When Is Debt A Problem?

Generally speaking, debt only becomes a real problem when a company can't easily pay it off, either by raising capital or with its own cash flow. Ultimately, if the company can't fulfill its legal obligations to repay debt, shareholders could walk away with nothing. However, a more usual (but still expensive) situation is where a company must dilute shareholders at a cheap share price simply to get debt under control. Of course, debt can be an important tool in businesses, particularly capital heavy businesses. The first thing to do when considering how much debt a business uses is to look at its cash and debt together.

Check out our latest analysis for Salasar Techno Engineering

What Is Salasar Techno Engineering's Debt?

As you can see below, Salasar Techno Engineering had ₹1.61b of debt at September 2020, down from ₹1.75b a year prior. On the flip side, it has ₹271.7m in cash leading to net debt of about ₹1.34b.

debt-equity-history-analysis
NSEI:SALASAR Debt to Equity History March 16th 2021

How Strong Is Salasar Techno Engineering's Balance Sheet?

We can see from the most recent balance sheet that Salasar Techno Engineering had liabilities of ₹2.39b falling due within a year, and liabilities of ₹101.4m due beyond that. On the other hand, it had cash of ₹271.7m and ₹2.22b worth of receivables due within a year. So its total liabilities are just about perfectly matched by its shorter-term, liquid assets.

This state of affairs indicates that Salasar Techno Engineering's balance sheet looks quite solid, as its total liabilities are just about equal to its liquid assets. So while it's hard to imagine that the ₹4.95b company is struggling for cash, we still think it's worth monitoring its balance sheet.

In order to size up a company's debt relative to its earnings, we calculate its net debt divided by its earnings before interest, tax, depreciation, and amortization (EBITDA) and its earnings before interest and tax (EBIT) divided by its interest expense (its interest cover). The advantage of this approach is that we take into account both the absolute quantum of debt (with net debt to EBITDA) and the actual interest expenses associated with that debt (with its interest cover ratio).

Salasar Techno Engineering's debt is 2.8 times its EBITDA, and its EBIT cover its interest expense 3.5 times over. This suggests that while the debt levels are significant, we'd stop short of calling them problematic. Even worse, Salasar Techno Engineering saw its EBIT tank 30% over the last 12 months. If earnings continue to follow that trajectory, paying off that debt load will be harder than convincing us to run a marathon in the rain. The balance sheet is clearly the area to focus on when you are analysing debt.
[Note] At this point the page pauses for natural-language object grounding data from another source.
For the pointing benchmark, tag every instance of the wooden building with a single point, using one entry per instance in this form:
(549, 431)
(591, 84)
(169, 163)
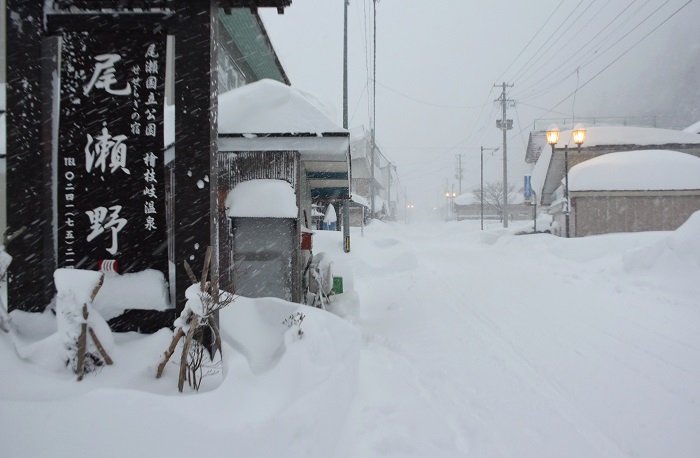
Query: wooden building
(130, 57)
(270, 131)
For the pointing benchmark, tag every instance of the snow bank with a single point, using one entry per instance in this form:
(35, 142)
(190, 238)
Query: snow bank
(262, 199)
(145, 290)
(637, 170)
(678, 252)
(281, 395)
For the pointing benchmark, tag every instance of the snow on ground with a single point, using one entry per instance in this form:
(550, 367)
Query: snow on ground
(448, 341)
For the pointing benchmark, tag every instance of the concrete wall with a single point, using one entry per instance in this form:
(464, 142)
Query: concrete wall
(598, 213)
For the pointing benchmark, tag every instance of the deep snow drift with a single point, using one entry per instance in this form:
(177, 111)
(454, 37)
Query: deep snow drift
(448, 341)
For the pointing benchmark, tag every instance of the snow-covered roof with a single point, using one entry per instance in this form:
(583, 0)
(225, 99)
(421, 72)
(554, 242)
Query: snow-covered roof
(330, 216)
(270, 107)
(262, 199)
(271, 116)
(694, 129)
(628, 135)
(637, 170)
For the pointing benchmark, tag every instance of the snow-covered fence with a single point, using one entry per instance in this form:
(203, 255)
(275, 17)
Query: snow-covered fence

But it is Salasar Techno Engineering's earnings that will influence how the balance sheet holds up in the future. So if you're keen to discover more about its earnings, it might be worth checking out this graph of its long term earnings trend.
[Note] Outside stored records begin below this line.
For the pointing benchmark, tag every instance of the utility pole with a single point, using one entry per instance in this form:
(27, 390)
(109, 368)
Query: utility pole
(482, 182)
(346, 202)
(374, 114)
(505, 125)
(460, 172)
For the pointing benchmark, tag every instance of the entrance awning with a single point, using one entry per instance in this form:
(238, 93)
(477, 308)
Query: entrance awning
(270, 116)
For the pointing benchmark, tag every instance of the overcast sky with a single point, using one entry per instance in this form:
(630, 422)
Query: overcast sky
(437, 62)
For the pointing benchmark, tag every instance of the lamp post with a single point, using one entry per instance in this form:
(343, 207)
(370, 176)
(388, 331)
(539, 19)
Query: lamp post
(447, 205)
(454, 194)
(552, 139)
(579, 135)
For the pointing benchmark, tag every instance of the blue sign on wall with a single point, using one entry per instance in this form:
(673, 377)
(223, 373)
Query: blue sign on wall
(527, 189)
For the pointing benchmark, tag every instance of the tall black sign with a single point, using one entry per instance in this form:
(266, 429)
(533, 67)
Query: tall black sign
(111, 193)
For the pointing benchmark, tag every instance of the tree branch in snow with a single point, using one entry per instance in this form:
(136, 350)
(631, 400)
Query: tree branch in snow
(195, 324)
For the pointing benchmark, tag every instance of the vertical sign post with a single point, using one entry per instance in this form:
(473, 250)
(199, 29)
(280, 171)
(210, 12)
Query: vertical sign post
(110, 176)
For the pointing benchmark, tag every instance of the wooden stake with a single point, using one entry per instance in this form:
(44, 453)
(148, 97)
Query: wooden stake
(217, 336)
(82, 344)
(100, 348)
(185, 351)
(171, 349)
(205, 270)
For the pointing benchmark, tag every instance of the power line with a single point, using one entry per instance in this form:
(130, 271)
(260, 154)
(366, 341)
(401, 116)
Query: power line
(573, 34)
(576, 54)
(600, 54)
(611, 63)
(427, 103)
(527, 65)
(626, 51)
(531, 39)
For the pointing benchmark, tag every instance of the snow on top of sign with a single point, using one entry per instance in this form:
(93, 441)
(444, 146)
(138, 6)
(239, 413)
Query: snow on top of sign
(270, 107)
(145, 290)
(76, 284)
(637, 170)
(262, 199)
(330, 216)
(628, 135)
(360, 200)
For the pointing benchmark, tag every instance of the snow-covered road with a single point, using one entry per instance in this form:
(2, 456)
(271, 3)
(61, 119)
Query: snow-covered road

Finally, while the tax-man may adore accounting profits, lenders only accept cold hard cash. So we always check how much of that EBIT is translated into free cash flow. Considering the last three years, Salasar Techno Engineering actually recorded a cash outflow, overall. Debt is far more risky for companies with unreliable free cash flow, so shareholders should be hoping that the past expenditure will produce free cash flow in the future.

Our View

To be frank both Salasar Techno Engineering's conversion of EBIT to free cash flow and its track record of (not) growing its EBIT make us rather uncomfortable with its debt levels. But at least it's pretty decent at staying on top of its total liabilities; that's encouraging. Looking at the balance sheet and taking into account all these factors, we do believe that debt is making Salasar Techno Engineering stock a bit risky. Some people like that sort of risk, but we're mindful of the potential pitfalls, so we'd probably prefer it carry less debt. When analysing debt levels, the balance sheet is the obvious place to start. But ultimately, every company can contain risks that exist outside of the balance sheet. Case in point: We've spotted 4 warning signs for Salasar Techno Engineering you should be aware of.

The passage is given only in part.